Por que fugir da pirotecnia, no show?
Isso depende muito de cada artista. Tem cantor para quem a música não é tão importante e a pirotecnia é mais importante. Tem também a música pela música, a pessoa sozinha que vem, senta ali e passa uma hora e meia tocando. O Chico está mais nessa história da música como arte. É uma plateia mais consciente.

Como aconteceu a seleção do repertório do DVD?
No disco foram nove músicas, mas o show tem 30 e poucas. A composição é o Chico que faz e todo mundo dá palpite, mas é ele quem monta o roteiro. É uma coisa que ele sempre fala que gosta de fazer. A gente trabalha em cima das músicas que entram, saem, ou vão para o ‘banco’, que é como a gente fala. A gente ensaiou durante um mês e foram 30 e poucos ensaios. Nesse processo acontece de tudo.

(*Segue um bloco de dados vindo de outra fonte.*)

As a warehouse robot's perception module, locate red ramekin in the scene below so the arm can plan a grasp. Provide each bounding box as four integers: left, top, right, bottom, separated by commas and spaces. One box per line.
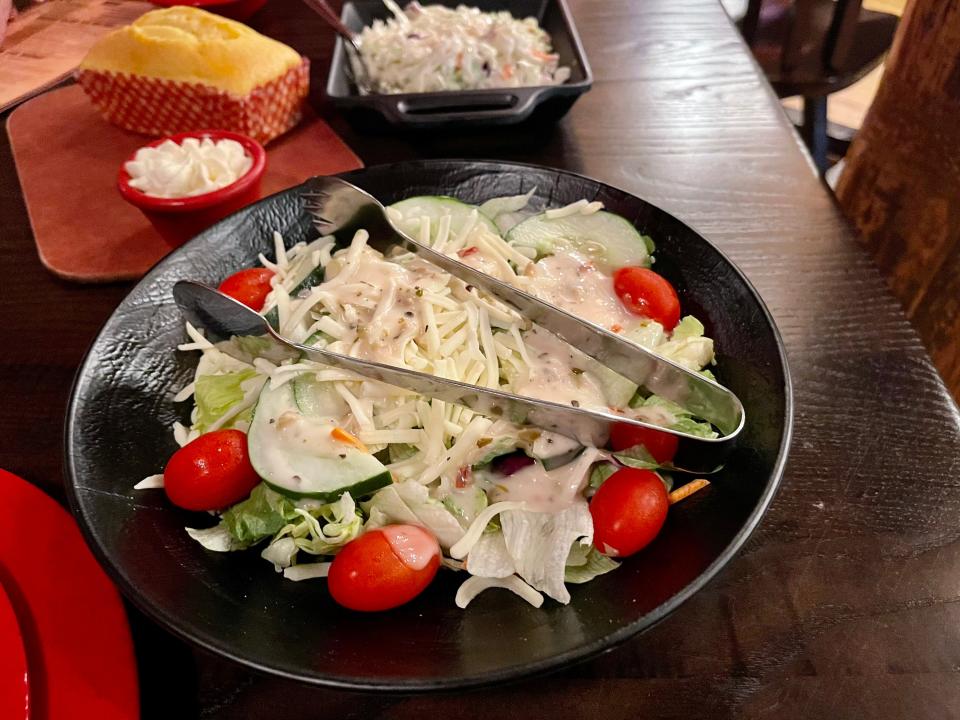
117, 130, 267, 247
150, 0, 267, 22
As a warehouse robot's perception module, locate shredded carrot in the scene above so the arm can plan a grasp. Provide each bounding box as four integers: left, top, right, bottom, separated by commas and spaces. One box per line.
330, 427, 370, 452
667, 478, 710, 505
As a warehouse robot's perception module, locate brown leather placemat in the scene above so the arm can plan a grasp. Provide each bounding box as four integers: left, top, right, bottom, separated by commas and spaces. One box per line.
0, 0, 154, 111
7, 85, 363, 282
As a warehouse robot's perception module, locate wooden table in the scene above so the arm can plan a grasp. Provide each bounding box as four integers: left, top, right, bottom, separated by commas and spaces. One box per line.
0, 0, 960, 720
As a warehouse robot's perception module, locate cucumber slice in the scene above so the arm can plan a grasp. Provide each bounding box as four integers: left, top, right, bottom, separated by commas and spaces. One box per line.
290, 373, 350, 418
253, 383, 392, 502
390, 195, 500, 242
507, 210, 650, 272
264, 265, 326, 330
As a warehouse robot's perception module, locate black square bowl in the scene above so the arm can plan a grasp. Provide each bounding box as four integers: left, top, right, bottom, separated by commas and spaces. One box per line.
327, 0, 593, 130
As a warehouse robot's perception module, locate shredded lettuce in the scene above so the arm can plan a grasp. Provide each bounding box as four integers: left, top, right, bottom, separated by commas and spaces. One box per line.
261, 492, 363, 572
363, 480, 463, 548
193, 370, 257, 432
654, 315, 713, 370
185, 523, 244, 552
387, 443, 420, 463
442, 485, 490, 528
613, 445, 660, 470
563, 543, 620, 585
222, 483, 297, 547
502, 500, 593, 604
589, 462, 620, 489
670, 315, 704, 340
630, 394, 717, 438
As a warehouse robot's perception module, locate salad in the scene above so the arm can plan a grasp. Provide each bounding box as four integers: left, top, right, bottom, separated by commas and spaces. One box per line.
358, 0, 570, 93
137, 191, 716, 610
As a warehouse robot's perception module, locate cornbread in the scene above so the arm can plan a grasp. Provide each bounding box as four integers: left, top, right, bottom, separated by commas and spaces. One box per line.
80, 6, 300, 95
77, 6, 309, 143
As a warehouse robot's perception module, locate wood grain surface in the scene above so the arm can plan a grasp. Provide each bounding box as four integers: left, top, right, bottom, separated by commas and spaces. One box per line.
0, 0, 152, 110
837, 0, 960, 398
0, 0, 960, 720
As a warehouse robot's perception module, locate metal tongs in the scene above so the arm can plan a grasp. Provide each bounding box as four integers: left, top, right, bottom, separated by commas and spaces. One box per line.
173, 177, 745, 474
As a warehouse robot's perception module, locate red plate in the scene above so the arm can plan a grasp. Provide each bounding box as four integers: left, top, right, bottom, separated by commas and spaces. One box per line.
0, 582, 30, 720
0, 470, 140, 720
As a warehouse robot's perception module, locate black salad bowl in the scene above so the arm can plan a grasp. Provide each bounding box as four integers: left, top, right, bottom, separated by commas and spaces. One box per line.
66, 160, 792, 692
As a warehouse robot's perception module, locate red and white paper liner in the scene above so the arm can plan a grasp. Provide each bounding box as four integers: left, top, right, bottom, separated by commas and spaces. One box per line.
76, 58, 310, 143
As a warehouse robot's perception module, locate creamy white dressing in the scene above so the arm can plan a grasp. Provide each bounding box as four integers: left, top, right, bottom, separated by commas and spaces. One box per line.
492, 447, 602, 513
321, 248, 447, 364
380, 525, 440, 570
526, 251, 641, 332
514, 327, 607, 407
123, 137, 253, 198
268, 410, 343, 457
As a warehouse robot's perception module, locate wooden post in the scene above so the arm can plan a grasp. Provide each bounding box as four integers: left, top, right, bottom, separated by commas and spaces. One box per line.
837, 0, 960, 399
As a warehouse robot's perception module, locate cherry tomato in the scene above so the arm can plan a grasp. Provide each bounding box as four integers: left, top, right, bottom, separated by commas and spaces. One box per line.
610, 423, 680, 465
219, 268, 273, 312
590, 468, 670, 557
613, 267, 680, 331
163, 430, 260, 510
327, 525, 440, 612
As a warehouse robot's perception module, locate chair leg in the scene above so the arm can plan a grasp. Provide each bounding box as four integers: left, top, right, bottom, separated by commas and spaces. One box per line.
800, 95, 827, 174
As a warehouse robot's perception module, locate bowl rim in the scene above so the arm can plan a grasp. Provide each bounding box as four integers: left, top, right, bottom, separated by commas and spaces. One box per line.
117, 130, 267, 214
64, 158, 794, 694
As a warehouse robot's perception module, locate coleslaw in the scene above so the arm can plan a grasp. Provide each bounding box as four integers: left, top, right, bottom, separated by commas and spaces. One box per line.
358, 0, 570, 93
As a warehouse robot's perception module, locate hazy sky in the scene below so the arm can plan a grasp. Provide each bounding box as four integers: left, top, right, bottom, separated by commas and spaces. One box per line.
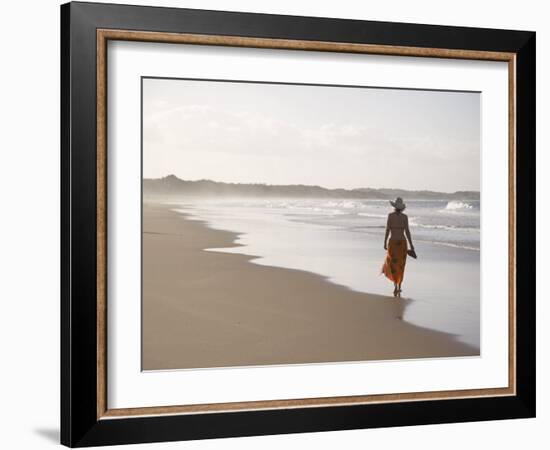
143, 79, 480, 192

Já no release de divulgação do CD/DVD se fala da ‘não concessão’ de Chico em dar entrevista. O que você, que está próximo a ele, tem a dizer sobre isso?
Chico é muito solicitado, se fosse dar todas as entrevistas e fazer tudo o que as pessoas esperam dele, não ia viver mais. Então, com o tempo foi selecionando as entrevistas e nessa última temporada escolheu não dar.

Quando foi lançado, o disco Caravanas deu o que falar por causa da música Tua Cantiga, que retrata um homem disposto a largar “mulher e filhos” para ficar com a amante. Qual é sua opinião sobre isso?

Entendi muito essa postura, porque o Chico, como poeta, reflete a vida. E isso é uma coisa tão natural, que acontece todo dia e tantas vezes. É a paixão que cega as pessoas mesmo. E quantas mulheres largam os maridos por causa de paixões? Não é uma coisa única, de gênero, acontece toda hora.